We’re going to talk broadly about how to go about getting all the data that you collect into a position where you can make use of it. The idea here is to give you some vocabulary and a basic lay of the land around what even is this ELT-alphabet soup.
Specifically, we’re going to talk about extracting, transforming, and loading data. As your organization grows, you’re going to add more data sources, and while you can analyze these data silos in isolation (like reporting revenue), eventually you’re going to want to consolidate that data and put it in a place where you can make decisions based on it.
We’ll start with a problem, how to get your data into structures that make it easy to ask questions about that data (ETL), then talk about how to make use of the answers you get (reverse ETL), and we’ll dig into the tooling involved along the way.
Extract, Transform, Load
First, a detour to define terms and distinguish ELT from ETL. In the large, these terms refer to the prepping of data for analysis in a data warehouse or data mart, but specifically these letters stand for:
- Extract: Get data from your application and other services you use.

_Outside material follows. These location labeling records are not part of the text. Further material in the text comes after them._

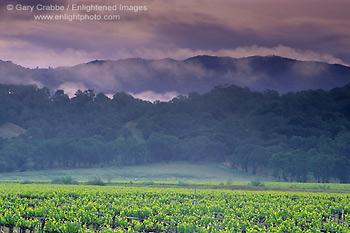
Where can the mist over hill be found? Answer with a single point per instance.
(297, 136)
(174, 77)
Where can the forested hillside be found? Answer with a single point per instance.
(296, 136)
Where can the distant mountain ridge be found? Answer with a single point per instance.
(195, 74)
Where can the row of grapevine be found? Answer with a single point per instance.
(70, 209)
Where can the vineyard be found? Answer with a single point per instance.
(70, 209)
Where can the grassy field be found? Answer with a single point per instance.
(176, 171)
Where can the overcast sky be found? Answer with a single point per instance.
(316, 30)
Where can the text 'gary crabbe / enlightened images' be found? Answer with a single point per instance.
(77, 12)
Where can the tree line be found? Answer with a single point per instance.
(298, 136)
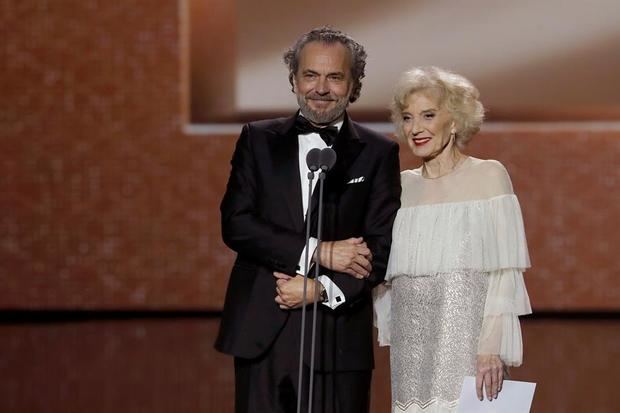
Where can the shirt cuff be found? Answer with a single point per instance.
(301, 267)
(335, 296)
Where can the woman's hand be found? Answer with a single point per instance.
(490, 374)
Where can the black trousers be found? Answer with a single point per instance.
(269, 384)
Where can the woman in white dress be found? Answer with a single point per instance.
(454, 285)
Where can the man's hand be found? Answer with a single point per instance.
(490, 375)
(290, 291)
(351, 256)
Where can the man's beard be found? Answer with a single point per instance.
(323, 117)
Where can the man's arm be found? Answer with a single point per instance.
(377, 231)
(242, 229)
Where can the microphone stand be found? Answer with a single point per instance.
(312, 160)
(316, 286)
(303, 307)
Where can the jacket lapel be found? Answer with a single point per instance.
(285, 149)
(348, 146)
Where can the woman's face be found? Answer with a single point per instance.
(426, 125)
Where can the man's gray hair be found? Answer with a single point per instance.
(328, 35)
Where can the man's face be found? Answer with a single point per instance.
(323, 81)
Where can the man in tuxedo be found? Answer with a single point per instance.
(263, 220)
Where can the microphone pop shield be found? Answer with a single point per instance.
(313, 158)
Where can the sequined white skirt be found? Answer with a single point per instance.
(436, 322)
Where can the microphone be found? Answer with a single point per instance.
(313, 158)
(328, 159)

- Transform: Clean, filter, format, aggregate, combine, enrich, and in general organize that data to make it easier to create models in your database (like modeling a customer).
- Load: Store that data in a data warehouse (or in the case of reverse ETL, push it to third-party services).
ETL vs ELT
To complicate things, when people say ETL, they usually mean either ETL or ELT, or both. These initialisms (you say each letter; it’s E.T.L., not “ettle”) refer to the general process of getting data from a source, doing something to it, and storing it somewhere so people can query it. The key difference between ETL and ELT is that with ETLs the data transformation step takes place outside of the data warehouse.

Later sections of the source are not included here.